Eppure Casanova è un amante esperto e raffinato e il suo fascino continua a turbare il cuore di molte donne. Finché Casanova non incontra la bella Marcolina, nipote di Olivo, un suo vecchio amico che lo ospita nella sua ricca villa presso Mantova.

Marcolina, nel fiore della sua giovinezza, libera pensatrice appassionata di studi matematici, non vede in Casanova altro che un vecchio signore dallo sguardo fastidiosamente lascivo e, con grande dispetto di Casanova, non appare minimamente colpita dall’aura di leggenda di cui l’uomo gode (per le sue imprese amatorie e non) presso le signore non più giovani.

L’impossibilità di avere Marcolina rende Casanova pazzo di desiderio e lo spinge a escogitare uno stratagemma per riuscire a sedurla, con conseguenze del tutto impreviste.

Crudele ed elegante questo libro di Schnitzler che immagina e racconta una sua storia in aggiunta e a completamento di quelle che Giacomo Casanova ci ha narrato nei suoi numerosi scritti.

Ma a Schnitzler non interessa il mito di Casanova nello splendore della sua fama e della sua fortuna, ma l’uomo incerto di sé e dei suoi successi, in bilico fra la memoria di un passato oggetto di ammirazione (ma ormai passato) e un futuro di desideri ed ambizioni destinati alla frustrazione del non essere più all’altezza di se stessi.

Dominato da un vitalismo che somiglia tanto a una forma di esorcismo della vecchiaia e della morte, Casanova non arretra di fronte alla propria condizione di uomo non più giovane e si impone di dimostrare a se stesso, e a Marcolina, che egli può ancora essere il Casanova che è stato e di cui tutti favoleggiano.

L’avidità di vita e di amore divengono per Casanova solo un gioco spregiudicato ed egoistico che serve ad affermare se stesso e la propria presunta superiorità, in dispregio di ogni legge naturale e morale, di ogni forma di rispetto verso altri esseri umani che costituiscono, anzi, per lui solo delle pedine del suo gioco di vanità e narcisismo.

Cinico e malinconico, il Casanova di Schnitzler racconta la paura di invecchiare, la nostalgia per la bellezza della giovinezza in una narrazione attentissima a ogni moto dell’animo del protagonista, fino all’indagine dei suoi sogni.

Pubblicato nel 1918, Il ritorno di Casanova è anche l’amaro apologo del declino di un mondo che, come il protagonista, ha ormai il meglio di sé alle proprie spalle e si avvia a un lento declino.

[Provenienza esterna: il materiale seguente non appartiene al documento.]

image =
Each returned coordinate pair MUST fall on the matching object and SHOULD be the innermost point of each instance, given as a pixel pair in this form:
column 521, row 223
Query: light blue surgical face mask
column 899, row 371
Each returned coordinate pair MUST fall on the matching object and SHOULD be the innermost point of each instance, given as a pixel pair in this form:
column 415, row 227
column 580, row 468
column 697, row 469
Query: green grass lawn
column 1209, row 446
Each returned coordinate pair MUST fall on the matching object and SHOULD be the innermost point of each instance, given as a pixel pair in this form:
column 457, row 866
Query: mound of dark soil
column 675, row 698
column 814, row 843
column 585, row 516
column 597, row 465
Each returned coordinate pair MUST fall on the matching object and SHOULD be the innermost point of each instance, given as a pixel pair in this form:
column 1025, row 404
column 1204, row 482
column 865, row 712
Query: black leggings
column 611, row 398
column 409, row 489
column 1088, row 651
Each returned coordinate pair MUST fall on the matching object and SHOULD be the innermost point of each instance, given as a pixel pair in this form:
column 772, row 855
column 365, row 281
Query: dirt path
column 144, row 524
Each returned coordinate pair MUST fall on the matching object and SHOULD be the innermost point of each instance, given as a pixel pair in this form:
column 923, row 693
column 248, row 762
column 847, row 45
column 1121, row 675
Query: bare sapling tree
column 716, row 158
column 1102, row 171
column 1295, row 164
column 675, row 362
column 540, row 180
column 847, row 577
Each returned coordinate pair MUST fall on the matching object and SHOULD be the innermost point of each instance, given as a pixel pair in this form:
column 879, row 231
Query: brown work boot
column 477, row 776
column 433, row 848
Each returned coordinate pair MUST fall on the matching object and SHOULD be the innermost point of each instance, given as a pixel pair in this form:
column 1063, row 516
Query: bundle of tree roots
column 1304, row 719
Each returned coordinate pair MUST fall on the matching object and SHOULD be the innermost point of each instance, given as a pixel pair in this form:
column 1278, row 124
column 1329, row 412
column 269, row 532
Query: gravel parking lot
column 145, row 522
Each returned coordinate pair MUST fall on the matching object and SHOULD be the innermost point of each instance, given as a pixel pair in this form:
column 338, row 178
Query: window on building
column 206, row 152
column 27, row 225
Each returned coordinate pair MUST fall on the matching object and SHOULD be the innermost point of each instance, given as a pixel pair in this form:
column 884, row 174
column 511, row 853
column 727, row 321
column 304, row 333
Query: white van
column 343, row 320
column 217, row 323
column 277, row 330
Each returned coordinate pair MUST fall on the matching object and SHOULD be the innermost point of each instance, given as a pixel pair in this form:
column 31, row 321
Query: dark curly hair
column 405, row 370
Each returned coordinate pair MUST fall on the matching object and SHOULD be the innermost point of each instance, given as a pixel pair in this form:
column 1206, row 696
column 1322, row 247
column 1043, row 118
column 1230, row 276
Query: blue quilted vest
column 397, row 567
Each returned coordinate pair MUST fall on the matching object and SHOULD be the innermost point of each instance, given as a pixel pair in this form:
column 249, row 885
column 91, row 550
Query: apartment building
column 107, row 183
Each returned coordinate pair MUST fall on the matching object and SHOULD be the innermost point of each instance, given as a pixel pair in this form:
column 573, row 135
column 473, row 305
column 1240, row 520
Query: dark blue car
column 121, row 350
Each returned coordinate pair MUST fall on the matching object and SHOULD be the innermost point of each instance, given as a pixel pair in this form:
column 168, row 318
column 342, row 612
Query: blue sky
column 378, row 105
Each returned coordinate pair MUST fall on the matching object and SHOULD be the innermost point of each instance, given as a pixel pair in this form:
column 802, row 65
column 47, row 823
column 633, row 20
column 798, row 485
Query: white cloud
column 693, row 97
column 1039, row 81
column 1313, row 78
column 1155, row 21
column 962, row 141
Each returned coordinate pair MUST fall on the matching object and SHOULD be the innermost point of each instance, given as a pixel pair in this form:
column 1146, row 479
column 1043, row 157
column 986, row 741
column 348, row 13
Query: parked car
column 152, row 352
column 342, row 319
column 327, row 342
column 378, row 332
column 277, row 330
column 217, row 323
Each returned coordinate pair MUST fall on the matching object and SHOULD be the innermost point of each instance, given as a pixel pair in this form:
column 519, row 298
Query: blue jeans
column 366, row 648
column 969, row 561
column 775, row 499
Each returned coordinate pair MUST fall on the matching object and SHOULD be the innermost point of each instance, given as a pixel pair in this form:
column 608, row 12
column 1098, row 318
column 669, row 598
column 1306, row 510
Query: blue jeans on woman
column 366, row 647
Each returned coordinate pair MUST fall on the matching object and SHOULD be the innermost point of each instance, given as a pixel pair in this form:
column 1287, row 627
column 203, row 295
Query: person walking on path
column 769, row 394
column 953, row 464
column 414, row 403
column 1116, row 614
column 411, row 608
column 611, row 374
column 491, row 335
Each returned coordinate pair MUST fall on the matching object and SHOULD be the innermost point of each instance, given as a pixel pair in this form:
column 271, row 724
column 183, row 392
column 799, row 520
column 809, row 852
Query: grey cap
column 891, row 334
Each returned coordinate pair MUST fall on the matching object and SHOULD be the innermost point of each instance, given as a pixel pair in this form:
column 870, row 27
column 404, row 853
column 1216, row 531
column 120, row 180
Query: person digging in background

Si tratta dell’Austria, la felix Austria celebrata Stefan Zweig, allietata dalla musica di Strauss, uscita debole e frastornata dalla sconfitta nella Prima Guerra Mondiale, incredula e incapace di accettare la fine della propria gloria e del proprio potere.  

E, come dimostra la storia di Casanova, se andare incontro al proprio declino può essere triste, non saperlo accettare potrebbe risultare tragico, se non fosse in realtà nient’altro che profondamente comico.